I'm pretty good at hiding these emotions from my sons. I did cry in the front seat of the car when "Santa Claus is Coming to Town" came on the radio Saturday. Santa Claus is making 20 fewer stops this year. Why are they still playing Christmas carols? Why are people still decorating cookies and trees? At least around here, few people seem as completely devastated as I feel.
Today when I picked Henry up at school, a parent pulled the door from the outside as Henry was pushing it to exit. I was right behind Henry and told the guy "you have to ring the bell". He just stared at me with incredulity then rushed past me to the gym. Like he couldn't be bothered to wait and who was I to tell him how to pick up his kid. A minute later I saw him leave with a 4th grader, so I know he was a dad--but seriously? If that can happen so easily and no one cares just 72 hours later.... I don't know...

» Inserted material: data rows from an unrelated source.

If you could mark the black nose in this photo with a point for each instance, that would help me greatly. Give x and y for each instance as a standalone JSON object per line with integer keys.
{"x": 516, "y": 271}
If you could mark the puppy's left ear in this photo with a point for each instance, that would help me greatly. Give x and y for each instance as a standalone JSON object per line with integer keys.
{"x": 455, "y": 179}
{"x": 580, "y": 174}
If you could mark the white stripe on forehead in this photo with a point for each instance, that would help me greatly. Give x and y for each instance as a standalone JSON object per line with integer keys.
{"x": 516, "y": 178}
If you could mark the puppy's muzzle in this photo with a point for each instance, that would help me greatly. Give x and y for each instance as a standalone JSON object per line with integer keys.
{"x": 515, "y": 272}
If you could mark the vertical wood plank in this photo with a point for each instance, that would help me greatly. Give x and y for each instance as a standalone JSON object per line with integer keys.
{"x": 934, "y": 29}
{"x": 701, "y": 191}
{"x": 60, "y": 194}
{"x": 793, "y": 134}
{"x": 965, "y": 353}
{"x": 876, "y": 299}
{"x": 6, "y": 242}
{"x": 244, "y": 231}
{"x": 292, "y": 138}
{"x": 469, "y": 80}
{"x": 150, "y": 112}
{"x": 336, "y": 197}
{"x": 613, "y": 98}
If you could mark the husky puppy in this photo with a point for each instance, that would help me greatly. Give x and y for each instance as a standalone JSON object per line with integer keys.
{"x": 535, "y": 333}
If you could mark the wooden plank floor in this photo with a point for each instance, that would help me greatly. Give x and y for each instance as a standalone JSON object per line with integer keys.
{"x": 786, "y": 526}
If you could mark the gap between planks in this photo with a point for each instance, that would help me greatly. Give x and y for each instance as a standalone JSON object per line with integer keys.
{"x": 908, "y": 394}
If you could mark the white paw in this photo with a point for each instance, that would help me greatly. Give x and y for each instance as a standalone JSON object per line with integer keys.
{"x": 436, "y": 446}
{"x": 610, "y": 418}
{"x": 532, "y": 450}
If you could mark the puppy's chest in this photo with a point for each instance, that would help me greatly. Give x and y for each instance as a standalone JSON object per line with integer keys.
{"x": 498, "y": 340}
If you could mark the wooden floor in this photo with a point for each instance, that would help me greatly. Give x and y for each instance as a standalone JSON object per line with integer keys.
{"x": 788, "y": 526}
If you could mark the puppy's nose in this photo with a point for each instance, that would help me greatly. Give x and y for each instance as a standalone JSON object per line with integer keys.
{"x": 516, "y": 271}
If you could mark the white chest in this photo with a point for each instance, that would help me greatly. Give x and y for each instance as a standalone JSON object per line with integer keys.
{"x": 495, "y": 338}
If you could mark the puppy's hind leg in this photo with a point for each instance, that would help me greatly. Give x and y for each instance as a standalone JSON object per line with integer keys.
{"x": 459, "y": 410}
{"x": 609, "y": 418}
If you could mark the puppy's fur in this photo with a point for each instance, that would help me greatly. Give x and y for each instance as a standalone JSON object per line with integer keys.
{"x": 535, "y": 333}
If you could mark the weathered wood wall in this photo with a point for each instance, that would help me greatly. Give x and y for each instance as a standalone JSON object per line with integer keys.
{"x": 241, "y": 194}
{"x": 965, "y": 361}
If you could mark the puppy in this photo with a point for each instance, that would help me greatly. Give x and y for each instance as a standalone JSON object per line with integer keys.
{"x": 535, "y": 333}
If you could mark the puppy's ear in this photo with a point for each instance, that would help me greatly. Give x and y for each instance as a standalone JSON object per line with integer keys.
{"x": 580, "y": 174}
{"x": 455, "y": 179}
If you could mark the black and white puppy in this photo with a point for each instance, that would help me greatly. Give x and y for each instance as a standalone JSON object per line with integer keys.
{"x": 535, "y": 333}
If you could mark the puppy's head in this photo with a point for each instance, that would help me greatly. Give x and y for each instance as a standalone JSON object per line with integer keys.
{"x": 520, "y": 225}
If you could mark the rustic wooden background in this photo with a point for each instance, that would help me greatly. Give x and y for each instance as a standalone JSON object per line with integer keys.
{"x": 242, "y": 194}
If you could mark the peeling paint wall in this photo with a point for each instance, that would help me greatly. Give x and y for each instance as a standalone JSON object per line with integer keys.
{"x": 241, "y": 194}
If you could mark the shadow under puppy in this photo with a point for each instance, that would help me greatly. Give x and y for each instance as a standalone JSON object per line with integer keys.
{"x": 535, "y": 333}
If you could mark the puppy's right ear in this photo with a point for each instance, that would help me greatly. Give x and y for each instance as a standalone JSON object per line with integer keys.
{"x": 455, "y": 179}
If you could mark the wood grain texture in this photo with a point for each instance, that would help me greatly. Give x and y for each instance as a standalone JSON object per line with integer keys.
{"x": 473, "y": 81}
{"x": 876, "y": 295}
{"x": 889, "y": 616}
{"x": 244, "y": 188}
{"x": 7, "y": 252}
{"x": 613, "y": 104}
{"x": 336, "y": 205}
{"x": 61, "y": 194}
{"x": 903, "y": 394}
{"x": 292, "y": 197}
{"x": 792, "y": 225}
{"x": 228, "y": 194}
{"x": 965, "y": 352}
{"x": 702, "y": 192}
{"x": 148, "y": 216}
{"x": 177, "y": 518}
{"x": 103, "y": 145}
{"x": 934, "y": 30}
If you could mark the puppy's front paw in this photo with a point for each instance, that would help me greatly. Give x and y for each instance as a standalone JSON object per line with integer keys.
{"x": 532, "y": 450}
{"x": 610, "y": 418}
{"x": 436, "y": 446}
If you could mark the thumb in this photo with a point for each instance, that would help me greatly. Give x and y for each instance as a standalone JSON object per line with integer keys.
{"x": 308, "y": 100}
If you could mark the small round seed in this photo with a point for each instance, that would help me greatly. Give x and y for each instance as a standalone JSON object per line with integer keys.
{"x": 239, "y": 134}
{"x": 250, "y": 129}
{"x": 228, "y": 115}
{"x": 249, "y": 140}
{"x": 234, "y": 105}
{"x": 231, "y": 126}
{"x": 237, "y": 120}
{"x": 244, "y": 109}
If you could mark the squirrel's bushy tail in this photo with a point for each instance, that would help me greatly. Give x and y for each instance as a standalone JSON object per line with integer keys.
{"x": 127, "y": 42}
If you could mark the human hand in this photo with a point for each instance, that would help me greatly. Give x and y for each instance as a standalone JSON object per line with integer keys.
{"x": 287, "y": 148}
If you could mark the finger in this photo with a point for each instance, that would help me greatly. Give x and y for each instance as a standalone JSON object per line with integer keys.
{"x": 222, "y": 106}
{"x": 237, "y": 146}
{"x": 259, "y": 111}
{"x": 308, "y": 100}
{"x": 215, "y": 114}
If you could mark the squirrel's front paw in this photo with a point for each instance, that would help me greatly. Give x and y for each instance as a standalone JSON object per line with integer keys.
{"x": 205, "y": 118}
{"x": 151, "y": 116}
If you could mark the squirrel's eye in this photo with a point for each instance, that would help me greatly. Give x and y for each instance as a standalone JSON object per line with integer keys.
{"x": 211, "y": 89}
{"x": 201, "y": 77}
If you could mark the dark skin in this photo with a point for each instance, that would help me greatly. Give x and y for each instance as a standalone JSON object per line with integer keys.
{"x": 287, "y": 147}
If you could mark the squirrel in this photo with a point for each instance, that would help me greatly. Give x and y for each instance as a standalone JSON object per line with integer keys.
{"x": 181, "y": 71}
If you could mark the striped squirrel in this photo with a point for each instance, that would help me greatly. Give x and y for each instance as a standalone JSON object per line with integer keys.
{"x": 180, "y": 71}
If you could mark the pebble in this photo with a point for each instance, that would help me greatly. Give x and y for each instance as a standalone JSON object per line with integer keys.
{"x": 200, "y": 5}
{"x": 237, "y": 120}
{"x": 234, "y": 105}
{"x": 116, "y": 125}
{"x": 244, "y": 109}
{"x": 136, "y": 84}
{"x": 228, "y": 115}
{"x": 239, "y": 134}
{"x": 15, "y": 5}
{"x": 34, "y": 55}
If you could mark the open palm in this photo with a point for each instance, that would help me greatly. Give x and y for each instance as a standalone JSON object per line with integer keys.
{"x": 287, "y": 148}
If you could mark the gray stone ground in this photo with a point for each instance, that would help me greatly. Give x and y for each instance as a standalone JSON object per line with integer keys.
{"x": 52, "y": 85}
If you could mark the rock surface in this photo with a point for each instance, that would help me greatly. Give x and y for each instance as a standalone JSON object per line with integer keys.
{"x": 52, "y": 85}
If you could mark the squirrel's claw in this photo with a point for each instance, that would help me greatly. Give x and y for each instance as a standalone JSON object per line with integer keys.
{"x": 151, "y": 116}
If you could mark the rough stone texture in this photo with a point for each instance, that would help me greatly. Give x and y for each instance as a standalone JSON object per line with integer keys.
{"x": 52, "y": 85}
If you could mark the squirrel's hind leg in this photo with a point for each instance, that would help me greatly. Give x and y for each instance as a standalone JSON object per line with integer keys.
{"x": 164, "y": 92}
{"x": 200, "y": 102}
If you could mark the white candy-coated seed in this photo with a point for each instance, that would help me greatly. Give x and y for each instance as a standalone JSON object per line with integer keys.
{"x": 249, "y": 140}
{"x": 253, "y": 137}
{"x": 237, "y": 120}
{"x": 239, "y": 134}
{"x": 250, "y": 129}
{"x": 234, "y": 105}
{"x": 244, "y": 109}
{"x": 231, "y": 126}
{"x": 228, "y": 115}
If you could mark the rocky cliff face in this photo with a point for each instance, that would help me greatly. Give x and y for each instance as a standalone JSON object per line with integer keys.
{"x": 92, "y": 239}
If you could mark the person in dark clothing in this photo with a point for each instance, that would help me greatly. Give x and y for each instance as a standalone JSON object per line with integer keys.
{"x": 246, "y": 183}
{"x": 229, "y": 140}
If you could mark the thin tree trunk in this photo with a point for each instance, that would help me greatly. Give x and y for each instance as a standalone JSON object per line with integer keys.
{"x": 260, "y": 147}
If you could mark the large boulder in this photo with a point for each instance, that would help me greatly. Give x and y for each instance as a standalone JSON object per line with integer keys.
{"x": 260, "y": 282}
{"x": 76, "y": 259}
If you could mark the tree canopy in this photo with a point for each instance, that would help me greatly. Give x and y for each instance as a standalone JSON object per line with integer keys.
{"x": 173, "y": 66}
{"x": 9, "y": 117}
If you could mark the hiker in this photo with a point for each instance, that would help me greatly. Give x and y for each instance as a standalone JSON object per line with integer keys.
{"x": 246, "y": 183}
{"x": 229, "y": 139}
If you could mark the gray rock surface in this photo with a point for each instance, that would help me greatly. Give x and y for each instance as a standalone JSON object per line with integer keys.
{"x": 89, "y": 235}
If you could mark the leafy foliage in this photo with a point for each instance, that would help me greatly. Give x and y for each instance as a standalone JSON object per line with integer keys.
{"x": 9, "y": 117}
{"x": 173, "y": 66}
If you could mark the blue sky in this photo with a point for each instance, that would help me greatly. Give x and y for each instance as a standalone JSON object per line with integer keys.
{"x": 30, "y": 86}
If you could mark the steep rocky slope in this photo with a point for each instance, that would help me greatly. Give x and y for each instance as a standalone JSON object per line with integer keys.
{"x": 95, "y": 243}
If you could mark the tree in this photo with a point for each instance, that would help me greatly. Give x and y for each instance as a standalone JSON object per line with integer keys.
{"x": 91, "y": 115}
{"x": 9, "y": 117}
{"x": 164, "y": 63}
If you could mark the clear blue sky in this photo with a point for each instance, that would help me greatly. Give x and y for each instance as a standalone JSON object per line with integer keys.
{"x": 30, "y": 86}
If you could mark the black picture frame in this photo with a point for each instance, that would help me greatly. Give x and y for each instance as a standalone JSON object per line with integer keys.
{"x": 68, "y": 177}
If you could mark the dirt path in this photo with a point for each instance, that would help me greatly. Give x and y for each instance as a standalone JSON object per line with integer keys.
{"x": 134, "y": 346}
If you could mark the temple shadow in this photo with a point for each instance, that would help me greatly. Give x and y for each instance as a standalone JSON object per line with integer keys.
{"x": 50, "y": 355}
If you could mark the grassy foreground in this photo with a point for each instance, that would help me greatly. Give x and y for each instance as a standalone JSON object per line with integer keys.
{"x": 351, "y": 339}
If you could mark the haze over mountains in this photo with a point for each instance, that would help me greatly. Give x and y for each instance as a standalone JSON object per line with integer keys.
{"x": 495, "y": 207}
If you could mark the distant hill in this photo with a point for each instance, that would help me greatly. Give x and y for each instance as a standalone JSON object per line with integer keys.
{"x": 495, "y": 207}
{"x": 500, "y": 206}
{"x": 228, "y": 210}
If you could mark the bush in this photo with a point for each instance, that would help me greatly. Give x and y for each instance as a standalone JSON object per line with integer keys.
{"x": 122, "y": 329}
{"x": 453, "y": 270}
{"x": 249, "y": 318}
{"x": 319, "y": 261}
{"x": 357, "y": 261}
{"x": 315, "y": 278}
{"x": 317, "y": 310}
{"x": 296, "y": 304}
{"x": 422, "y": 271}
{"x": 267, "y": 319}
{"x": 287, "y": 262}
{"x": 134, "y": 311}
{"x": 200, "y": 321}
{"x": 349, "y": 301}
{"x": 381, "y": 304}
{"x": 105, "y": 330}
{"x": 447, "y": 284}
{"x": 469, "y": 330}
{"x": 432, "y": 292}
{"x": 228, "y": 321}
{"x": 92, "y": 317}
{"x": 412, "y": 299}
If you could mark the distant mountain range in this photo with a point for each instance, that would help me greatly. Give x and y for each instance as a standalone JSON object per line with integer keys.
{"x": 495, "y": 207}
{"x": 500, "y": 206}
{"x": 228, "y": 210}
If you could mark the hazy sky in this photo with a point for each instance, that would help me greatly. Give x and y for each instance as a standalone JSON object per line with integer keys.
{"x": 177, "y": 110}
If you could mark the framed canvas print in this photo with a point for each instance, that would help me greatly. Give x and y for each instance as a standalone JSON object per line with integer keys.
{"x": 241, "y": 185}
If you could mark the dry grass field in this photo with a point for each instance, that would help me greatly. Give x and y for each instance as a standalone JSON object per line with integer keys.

I've only watched a total of 30-40 minutes of news coverage over the past few days. I read maybe 100 words online everyday. Just the bare minimum to stay informed. Still I can't shake these terrible feelings. At work and on radio, everyone is talking about the politics of gun control and financial impact of higher security for schools like it's just another issue that the right legislation or lawmaker can solve. As if the reports out of Connecticut are about high fuel prices or low standardized test scores. I don't get why it seems that I am the only one who wants to crawl in a hole and mourn the senseless loss of these children and their teachers.
Everyone grieves in their own way, I don't mean to be judgmental. I just look around and wonder as I watch people here going on with their lives as though Friday never happened. But it did happen. Things will never be the same. Isn't anyone else going to acknowledge that?